SU Gives Students and Staff Licenses for Claude AI

Should you make the switch from ChatGPT?

by Katherine Schlueter ★ October 8th, 2025

Photo credit: Katherine Schlueter

On Sept. 24, S.U. partnered with Artificial Intelligence company Anthropic to give students, faculty and staff free access to Claude for Education, an AI research tool that puts “safety at the frontier.” A monumental update came just five days later on Sep. 29 with Sonnet 4.5. 


AI in education and the workforce has become the debate of our time. Many embrace its potential to help us work smarter, not harder, while others use it in secret for fear of judgment or academic consequences.  Another camp even refuses to acknowledge AI’s existence, admonishing it as a form of cheating. 


In any case, the university has made one of the most powerful AI tools on the market free and readily available for students to explore. So the question remains: how should students use it effectively and responsibly? 


Anthropic claims that their education program “guides discovery rather than answering directly, develops thinking through Socratic questioning, focuses on principles instead of solutions, provides templates for research, study guides, and more.”

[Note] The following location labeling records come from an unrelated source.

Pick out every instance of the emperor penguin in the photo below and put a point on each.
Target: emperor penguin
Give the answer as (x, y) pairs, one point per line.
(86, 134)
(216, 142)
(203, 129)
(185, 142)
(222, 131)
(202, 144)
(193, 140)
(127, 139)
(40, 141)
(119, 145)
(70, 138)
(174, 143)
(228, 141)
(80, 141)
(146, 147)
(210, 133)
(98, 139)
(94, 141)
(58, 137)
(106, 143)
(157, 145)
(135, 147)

Claude is more than just an AI chat-bot; it can also handle large projects and allows you to collaborate with other members on the platform. Claude features so-called “Artifacts,” which are “code snippets, text documents, graphics, diagrams, or website designs” that will “appear in a dedicated window,” according to the app’s description. The pre-programmed Artifacts vary from tailored writing editors and language learning programs, to attachment style quizzes and even generated bedtime stories. As Claude develops new artifacts, after being prompted by users, it shares its code and thinking with users in real time. 


A potential lifesaver for college students is Claude’s ability to connect to a student's individual Google Workspace, like Google Calendar, directly in the mobile Claude app. Other productivity apps it can connect to include Canvas, GitHub, Zapier, Panopto and Wiley. For example, a student could upload their syllabi, connect their Google Calendar and use Claude to organize deadlines and create study schedules almost instantaneously. 


Claude’s latest update, Sonnet 4.5, was launched on Sept. 29, and houses a number of improvements. New features include a Chrome extension, better memory and editing tools, more content monitoring and markedly better coding capabilities than its competitors like ChatGPT and Perplexity.

According to OpenAI's own assessment of its models on Sept. 25, Claude Opus 4.1, the previous version of Claude, was the best overall chat-bot due to aesthetics, formatting, presentations and file types; ChatGPT 5 did better at purely text-based tasks and following direct instructions.  The report evaluated seven AI models with more real world work tasks against real-life human professionals, unlike most current AI testing methods. 

Users control whether Claude can use memory from past chats to inform future conversations. The program does not take on any content by student or educator accounts; for example, it can’t pull information from SU emails. 


Syracuse joins a small number of other universities, like Northeastern and the London School of Economics, with campus-wide access to Claude Education.  


According to an SU press release, “the Information Technology Services team will support the rollout of this new tool, ensuring the technology is easily accessible and educating the community on responsible use across disciplines.”